Three women: Kirsten Scott-Thomas, Maggie Smith, Kelly MacDonald.


"Potemkin" and its legacies

Battleship Potemkin: the Odessa steps sequence.

Pauline Kael once referred to Battleship Potemkin (1925) as a “cartoon”; we can assume that she was referring not only to this great film’s rudimentary Marxist characterizations (virile, heroic proles vs. grotesque, corrupt figures of authority) but also to its kinetic visual energy.  It’s a polemical film of cartoon heroes and villains cut together at breakneck speed, one in which action and motion are used as tools of cinematic as well as ideological rhetoric.  For all its reputation as a classroom movie—a staple of Intro-to-Film-Studies courses around the world—Potemkin is compulsively watchable, lean and punchy, perhaps because it was designed as a piece of agit-prop made to engage mass audiences.  Woodrow Wilson is alleged to have said that The Birth of a Nation was like “writing history with lightning,” a claim that could just as easily be applied to Potemkin, the violent shorthand rhythms of which resemble other forms of modern discourse: the clackings of the telegraph and the newspaper press, the screaming capital letters of a broadside, the jagged, stabbing repetitions of Stravinsky’s Rite of Spring.     

The plate-smashing sequence: broken crockery and montage editing, a shower of fragments.

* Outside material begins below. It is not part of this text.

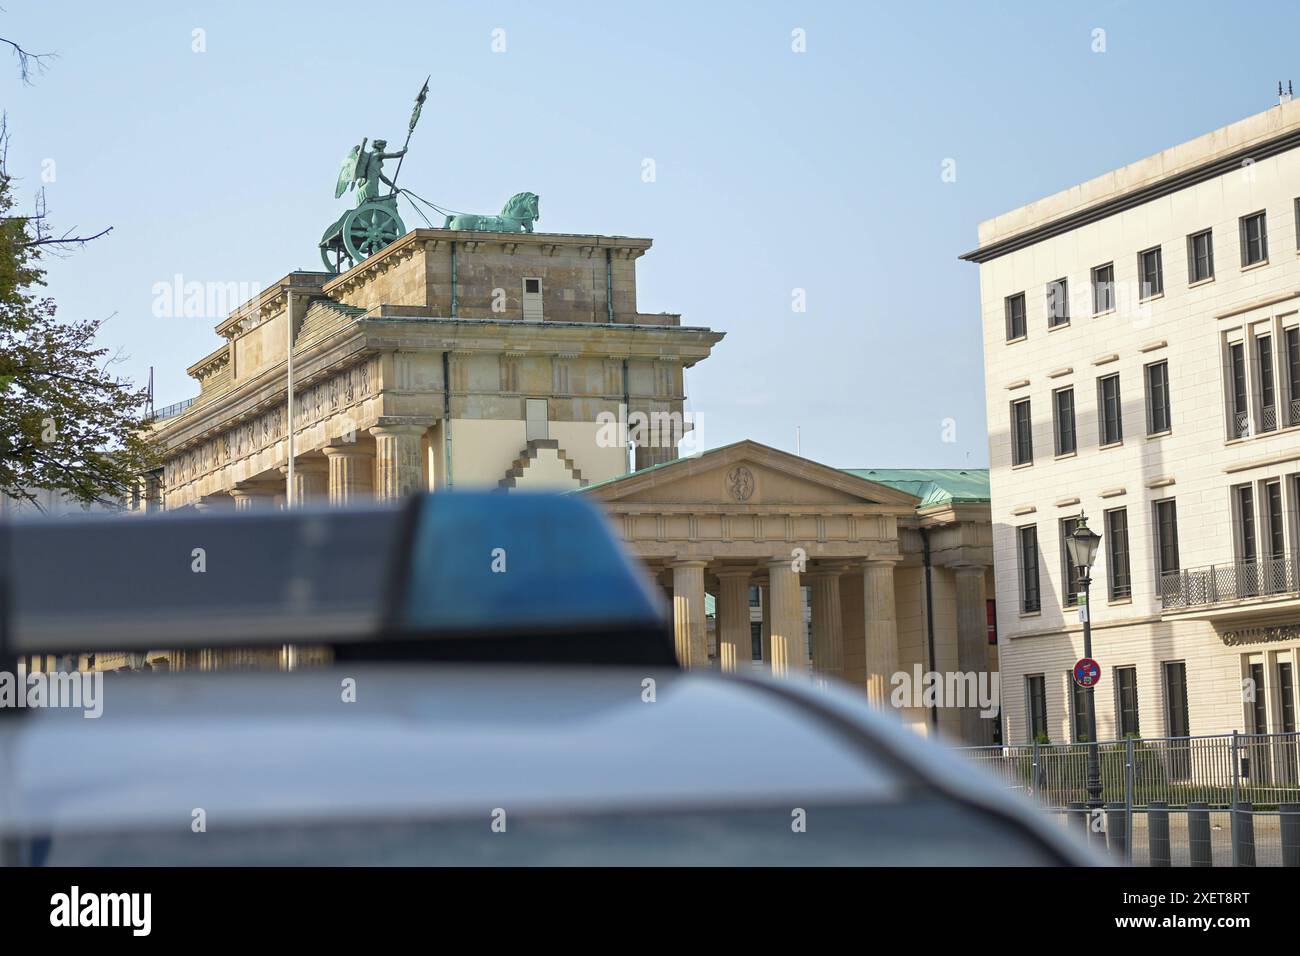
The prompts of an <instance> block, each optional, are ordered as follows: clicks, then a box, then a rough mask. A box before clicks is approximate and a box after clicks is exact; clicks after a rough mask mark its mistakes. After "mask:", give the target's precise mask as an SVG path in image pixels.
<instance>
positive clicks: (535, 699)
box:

Potemkin is an action movie organized around three action set pieces: the mutiny, the massacre on the Odessa steps, and the rendezvous with the squadron.  In these set pieces we can see not only the seeds of the modern action thriller but the creation of an entire language for generating cinematic tension.  The visual vocabulary of something like Game of Thrones’ “Battle of the Bastards,” with its elaborate clashings of individuals and groups, owes everything to Eisenstein (Potemkin as well as Alexander Nevsky); the battle sequences in Peter Jackson’s The Return of the King are structured as a series of miniature narratives much in the same way that Potemkin’s mutiny and massacre are big stories made up of many smaller ones; and one can’t help but think of Hitchcock’s use of close-ups when, during the finale of Potemkin, the barrels of the cannons stare down the eye of the camera like the assassin’s gun in the Albert Hall sequence of The Man Who Knew Too Much (1956 version).  Is it too much of a stretch to see the half-second-long, almost subliminal close-up of the Union soldier being shot in the face by Scarlett O’Hara in Gone with the Wind as bearing the influence of Eisenstein’s famous close-up of the bloody woman with the pince-nez?  Perhaps; though the reach of Eisenstein’s influence has been so vast that who can say where it stops?